Managing Multiple Head Nodes

ClusterWare supports optional active-active(-active....) configurations of multiple cooperating head nodes that share a single replicated database. Such multi-headnode configurations allow any head node to provide services for any compute node in the cluster. These services include cluster configuration using scyld-* tools, compute node booting and power control, and compute node status collection.

The ClusterWare etcd database requires a minimum of three cooperating head nodes to support full High Availability ("HA") in the event of head node failures. The etcd HA works in a limited manner with just two head nodes. The command-line tools provided by ClusterWare for head node management are intended to cover the majority of common cases.

Adding A Head Node

After installing the first head node as described in Installation and Upgrade of Scyld ClusterWare, additional head nodes can be installed and joined with the other cooperating head nodes using the same scyld-install tool or using curl.

On an existing head node view its database password:

sudo grep database.admin_pass /opt/scyld/clusterware/conf/base.ini

Join a non-ClusterWare server

A non-ClusterWare server can use scyld-install to join another head node (identified by its IP address IP_HEAD) that may itself already be joined to other head nodes. You can download scyld-install from the Penguin repo https://updates.penguincomputing.com/clusterware/12/installer/scyld-install or https://updates.penguincomputing.com/clusterware/12/installer-el8/scyld-install or https://updates.penguincomputing.com/clusterware/12/installer-el9/scyld-install without needing a cluster ID, or if you already have a /etc/yum.repos.d/clusterware.repo installed, then you can download the clusterware-installer package, which includes scyld-install. Then:

scyld-install --database-passwd <DBPASS> --join <IP_HEAD>

where DBPASS is IP_HEAD's database password, as described above. If no --database-passwd is provided as an argument, then scyld-install queries the administrator interactively for IP_HEAD's database password.

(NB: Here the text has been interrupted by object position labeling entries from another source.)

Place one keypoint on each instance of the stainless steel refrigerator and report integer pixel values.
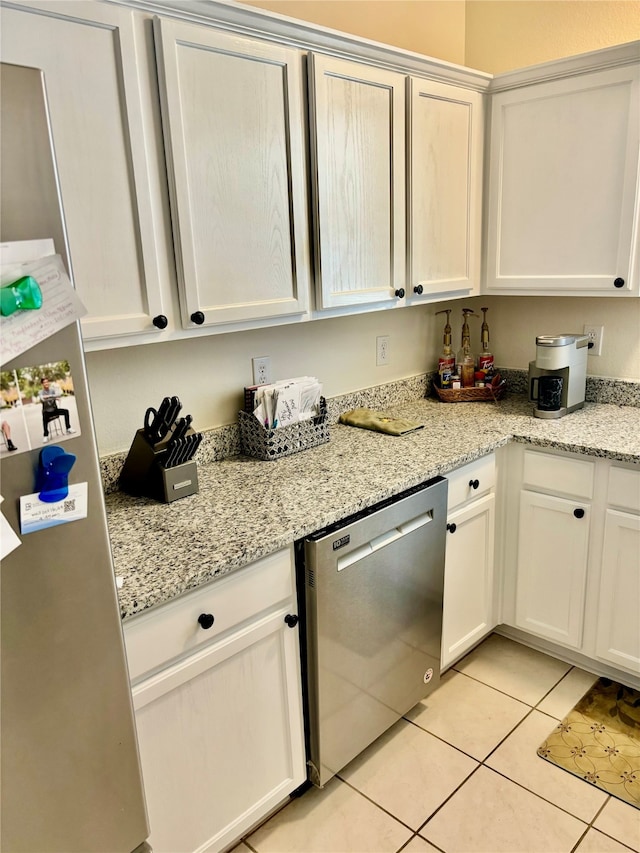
(71, 779)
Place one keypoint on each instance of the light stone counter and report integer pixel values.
(246, 508)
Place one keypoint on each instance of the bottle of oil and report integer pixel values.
(446, 360)
(465, 362)
(485, 359)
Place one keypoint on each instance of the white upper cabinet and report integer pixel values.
(563, 186)
(445, 190)
(233, 122)
(89, 55)
(358, 151)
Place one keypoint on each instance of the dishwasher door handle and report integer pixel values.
(384, 539)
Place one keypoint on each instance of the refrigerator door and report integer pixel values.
(71, 780)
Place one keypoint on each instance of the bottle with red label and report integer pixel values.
(446, 360)
(485, 359)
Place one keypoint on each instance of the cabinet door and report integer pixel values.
(445, 189)
(618, 631)
(563, 176)
(357, 122)
(221, 737)
(90, 59)
(468, 578)
(553, 539)
(233, 120)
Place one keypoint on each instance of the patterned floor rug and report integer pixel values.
(599, 740)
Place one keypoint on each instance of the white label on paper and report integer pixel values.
(8, 538)
(36, 514)
(61, 306)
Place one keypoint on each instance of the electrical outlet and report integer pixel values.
(382, 349)
(261, 370)
(595, 334)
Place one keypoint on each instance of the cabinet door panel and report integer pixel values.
(618, 627)
(563, 174)
(468, 614)
(445, 188)
(232, 112)
(221, 741)
(89, 58)
(552, 567)
(358, 125)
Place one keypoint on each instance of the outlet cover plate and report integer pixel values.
(595, 334)
(261, 370)
(382, 350)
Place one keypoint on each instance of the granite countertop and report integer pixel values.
(247, 509)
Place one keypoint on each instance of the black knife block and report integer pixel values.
(144, 475)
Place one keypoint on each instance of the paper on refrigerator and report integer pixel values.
(61, 305)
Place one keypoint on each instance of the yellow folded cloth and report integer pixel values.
(378, 421)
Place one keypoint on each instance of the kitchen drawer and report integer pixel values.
(558, 474)
(624, 488)
(462, 481)
(157, 637)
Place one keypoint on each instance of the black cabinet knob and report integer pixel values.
(206, 620)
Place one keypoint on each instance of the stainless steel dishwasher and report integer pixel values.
(370, 591)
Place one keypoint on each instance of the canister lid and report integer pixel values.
(556, 340)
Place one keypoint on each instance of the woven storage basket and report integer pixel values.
(270, 444)
(468, 395)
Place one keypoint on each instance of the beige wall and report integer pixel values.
(506, 34)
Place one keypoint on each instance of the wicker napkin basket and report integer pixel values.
(270, 444)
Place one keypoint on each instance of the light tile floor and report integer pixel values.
(460, 774)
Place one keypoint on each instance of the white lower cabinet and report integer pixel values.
(469, 613)
(553, 544)
(618, 621)
(571, 558)
(220, 730)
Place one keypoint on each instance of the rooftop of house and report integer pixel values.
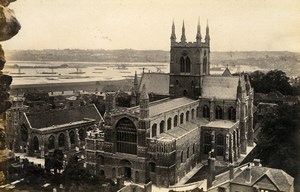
(258, 177)
(51, 118)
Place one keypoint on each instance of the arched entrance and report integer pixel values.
(126, 165)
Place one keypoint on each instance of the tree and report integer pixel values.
(274, 80)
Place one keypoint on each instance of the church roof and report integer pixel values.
(157, 83)
(226, 124)
(168, 105)
(182, 129)
(221, 87)
(65, 116)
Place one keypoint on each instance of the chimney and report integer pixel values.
(231, 171)
(211, 172)
(248, 173)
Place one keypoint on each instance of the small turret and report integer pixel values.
(173, 35)
(183, 38)
(144, 104)
(207, 37)
(135, 82)
(239, 89)
(248, 84)
(198, 36)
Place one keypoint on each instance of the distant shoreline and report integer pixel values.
(91, 86)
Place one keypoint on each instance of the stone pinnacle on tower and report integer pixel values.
(144, 94)
(173, 35)
(198, 36)
(183, 38)
(207, 37)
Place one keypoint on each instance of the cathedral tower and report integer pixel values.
(189, 62)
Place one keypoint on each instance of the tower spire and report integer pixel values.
(183, 38)
(173, 35)
(198, 36)
(207, 37)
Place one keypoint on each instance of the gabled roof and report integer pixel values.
(221, 87)
(157, 83)
(169, 105)
(64, 116)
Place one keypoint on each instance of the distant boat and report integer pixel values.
(125, 72)
(48, 72)
(77, 72)
(18, 73)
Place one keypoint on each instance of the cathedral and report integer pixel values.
(161, 141)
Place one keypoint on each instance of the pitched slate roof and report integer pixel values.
(157, 83)
(169, 105)
(64, 116)
(221, 87)
(265, 177)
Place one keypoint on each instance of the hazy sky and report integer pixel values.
(235, 25)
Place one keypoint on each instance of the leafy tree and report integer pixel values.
(274, 80)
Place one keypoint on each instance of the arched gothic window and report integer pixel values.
(231, 113)
(152, 167)
(185, 64)
(206, 112)
(175, 120)
(193, 113)
(207, 143)
(169, 124)
(61, 140)
(81, 134)
(219, 112)
(162, 127)
(36, 145)
(126, 136)
(188, 152)
(205, 63)
(72, 137)
(187, 115)
(154, 130)
(51, 144)
(220, 144)
(181, 118)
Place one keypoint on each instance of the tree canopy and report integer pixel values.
(274, 80)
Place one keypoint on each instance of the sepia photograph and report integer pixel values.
(150, 96)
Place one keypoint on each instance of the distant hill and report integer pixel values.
(282, 60)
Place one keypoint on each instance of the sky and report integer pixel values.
(235, 25)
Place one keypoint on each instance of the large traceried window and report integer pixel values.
(185, 64)
(206, 112)
(207, 143)
(220, 144)
(154, 130)
(219, 112)
(231, 113)
(126, 136)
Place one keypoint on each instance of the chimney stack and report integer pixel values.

scyld-install doing a join will install ClusterWare using the same clusterware.repo and database type being used by the head node at IP_HEAD.

A cluster configuration file is not required when joining a server to a head node because those settings are obtained from the existing head node's cluster database after the join successfully completes.

Join a ClusterWare head node

A "solo" ClusterWare head node can use scyld-install to join another head node (identified by its IP address IP_HEAD) that may itself already be joined to other head nodes.

Important

The join action discards the "solo" head node's current images and boot configs, then finishes leaving the "solo" head node with access to just the cooperating head nodes' images and boot configs. If you want to save any images or configs, then first use scyld-bootctl export (Copying boot configurations between head nodes) or managedb save.

For example, to join a ClusterWare head node:

scyld-install --update --database-passwd <DBPASS> --join <IP_HEAD>

When a ClusterWare 12 head node joins another ClusterWare 12 head node, scyld-install performs a mandatory update of the current ClusterWare using IP_HEAD's clusterware.repo prior to joining that IP_HEAD. This ensures that ClusterWare (and scyld-install) are executing compatible ClusterWare software.

However, the ClusterWare 11 version of scyld-install will not automatically perform this mandatory update of 11 to 12 and will just update the joining head node to the newest version of ClusterWare 11. Penguin Computing recommends first updating the ClusterWare 11 head node to 12 (following the guidance of Updating ClusterWare 11 to ClusterWare 12), and then using the ClusterWare 12 scyld-install to perform the join.

Just as when joining a non-ClusterWare server, if no --database-passwd is provided as an argument, then scyld-install queries the administrator interactively for IP_HEAD's database password.

After a Join

Important

Every head node must know the hostname and IP address of every other head node, either by having those hostnames in each head node's /etc/hosts or by having their common DNS server know all the hostnames. Additionally, if using head nodes as default routes for the compute nodes, as described in Configure IP Forwarding, then ensure that all head nodes are configured to forward IP traffic preferably over the same routes.

Important

Every head node should use a common network time-sync protocol. The Red Hat RHEL default is chronyd (found in the chrony package), although ntpd (found in the ntp package) continues to be available.

Subsequent head node software updates are also accomplished by executing scyld-install -u. We recommend that all cooperating head nodes update to a common ClusterWare release. In rare circumstance a newer ClusterWare release on the head nodes also requires a compatible newer clusterware-node package in each compute node image. Such a rare coordinated update will be documented in the Release Notes and Changelog & Known Issues.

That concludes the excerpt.